Publicado originalmente en El País.

El 95% del universo conocido es materia oscura y energía oscura, aseguran los científicos. Por tanto, el resto de la materia, que a nosotros nos resulta infinita, no representa más que el 5% de la existencia. Abruma pensar el porcentaje que entonces corresponde a la masa del planeta Tierra y aún más a la de cada ser humano. Y, aún así, cada uno de ellos es importante. Tuvieron que pasar siglos de devastaciones, para que, tras la II Guerra Mundial, nuestra civilización edificara el corpus de los derechos humanos. Sobre este faro se fue construyendo el proyecto de la Unión Europea, que va recibiendo dentelladas en cada votación continental.

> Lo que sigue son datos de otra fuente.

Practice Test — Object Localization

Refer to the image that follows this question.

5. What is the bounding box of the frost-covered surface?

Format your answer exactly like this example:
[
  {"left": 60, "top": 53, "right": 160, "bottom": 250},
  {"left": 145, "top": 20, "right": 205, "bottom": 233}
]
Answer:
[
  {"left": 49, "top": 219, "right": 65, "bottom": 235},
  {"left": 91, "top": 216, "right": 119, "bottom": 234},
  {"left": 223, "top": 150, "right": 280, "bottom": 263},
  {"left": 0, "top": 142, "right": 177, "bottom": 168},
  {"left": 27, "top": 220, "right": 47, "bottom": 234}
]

Mutilado por el Brexit, el faro europeo aguanta los pequeños seísmos de las elecciones sucesivas en Francia, en Chequia o en Italia, en los programas de los partidos nacionalistas de medio continente, que aprovechan la debilidad del proyecto para agrupar a los que identifican la Unión Europea con la Europa de los bancos. La culpable de esta situación es, por supuesto, la Unión Europea, que ha demostrado que su convicción principal es el euro. Después del euro, lo demás.

Sin embargo, lo demás tendría que ser lo principal: la consolidación y mejora del Estado del bienestar y la profundización en las estructuras y valores democráticos. Ahora, cuando en el resto del planeta se tambalean. La Unión Europea tendría que consolidarse sobre estas supraestructuras, con el mismo ahínco que ha utilizado en salvar los sistemas financieros de cada país en los últimos años. Habrá sido fundamental para evitar catástrofes mayores, pero los ciudadanos de media Europa perciben que Europa les ha abandonado. Europa resulta invisible, burocrática, insustancial, cuando, todo lo contrario, debería notarse en los problemas cruciales de nuestra época. Su papel en las crisis recurrentes de inmigración y refugiados ha sido tan lamentable que parece haber olvidado que los europeos de los siglos XIX y XX han poblado el mundo huyendo de la pobreza y la guerra. Sus medidas para integrar a su propia juventud a través del trabajo y de la vivienda son rotundamente invisibles. Qué hace Europa por los suyos. Será mucho (y ha sido perceptible en el desarrollo de múltiples infraestructuras). Pero los suyos tienen poca o ninguna idea.

Europa, como Saturno, parecer devorar a sus hijos. Hace caja con las clases medias y relega a los demás a una zona de penumbra, que iluminan los servicios sociales de los Estados que se han preocupado de su calidad, como sucede, afortunadamente, con el nuestro. Escuchamos, hace unos días, el clamor de los pensionistas por sí mismos y por lo siguientes, pero hay una buena parte de la población, la más desfavorecida, que está callada. Porque hasta para gritar hacer falta cierta prosperidad. Los mendigos, miles en las esquinas, son silenciosos.

Los partidos viejos se encogen —literalmente— ante la situación. Los nuevos patean el faro de Europa llenos de argumentos. Totalitarismos y nacionalismos reverdecen ofreciendo redención. Las convivencias se cuestionan para repartir el pastel. Solo el terrorismo parece unirnos en los días posteriores a las masacres. Solo en los días posteriores. En una porción mínima del universo. Ni siquiera éste, tan pequeño pero privilegiado en riqueza y en valores, sabemos manejar. Y el faro se va apagando en un mar de materia oscura, justo cuando hace falta potenciar su luz.